A project run by researchers at the Faculty of English Language and Literature has won an award in this year’s Vice-Chancellor’s Public Engagement with Research Awards, which celebrate public engagement work across the University.

The award-winning project Unsilencing the Library is a collaborative exhibition at Compton Verney Art Gallery and Museum. The project focused on finding the creator of a ‘mock’ bookshelf, a key decorative feature at Warwickshire’s Compton Verney, in which all the authors were women, and co-curating an exhibition with the public, which opens in June.

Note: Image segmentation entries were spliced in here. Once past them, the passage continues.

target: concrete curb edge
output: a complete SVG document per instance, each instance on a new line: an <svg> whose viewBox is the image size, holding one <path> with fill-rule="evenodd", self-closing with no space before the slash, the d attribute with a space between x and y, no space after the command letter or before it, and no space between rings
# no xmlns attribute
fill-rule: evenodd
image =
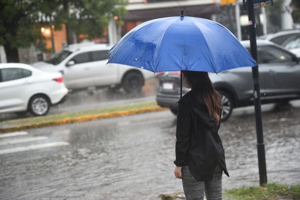
<svg viewBox="0 0 300 200"><path fill-rule="evenodd" d="M0 132L4 132L10 131L18 130L26 128L38 128L50 126L60 125L66 124L86 122L96 119L126 116L144 112L152 112L154 111L164 110L168 110L168 108L166 108L160 107L158 106L156 106L153 107L144 108L143 108L132 109L124 111L118 111L112 112L102 113L92 116L81 116L76 118L67 118L64 120L54 120L50 122L46 122L40 123L20 126L17 125L11 127L0 128Z"/></svg>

The project team, led by Dr Sophie Ratcliffe, invited a series of individuals and communities to select real books to accompany this Victorian feminist bookshelf. This year’s guest curators include actor and campaigner Emma Watson; local school pupils; and members of Prison Reading Groups.

Unsilencing the Library offers Compton Verney’s 80,000 annual visitors new insights into why books mattered in the past, and why they still do. The accompanying website at www.unsilencingthelibrary.com is an ongoing learning resource, and Radio 4's Woman's Hour are featuring the exhibition in a specially recorded programme.

Uncovering stories about reading, from Georgiana Verney, Lady Willoughby de Broke, in the 1860s to the men at Bullingdon Prison today, has also hugely enriched the project team’s research and teaching.

The Vice-Chancellor's Public Engagement with Research Awards recognise and reward those at the University who undertake high-quality engagement activities and have contributed to building capacity in this area. Unsilencing the Library was one of six winners in the Project category of the awards. The announcement was made yesterday, 28 June, at an awards ceremony at the Oxford University Museum of Natural History hosted by Vice-Chancellor Professor Louise Richardson.

Our heartfelt congratulations to Dr Ratcliffe, Dr Ceri Hunter, and Dr Eleanor Lybeck for this well-deserved accolade.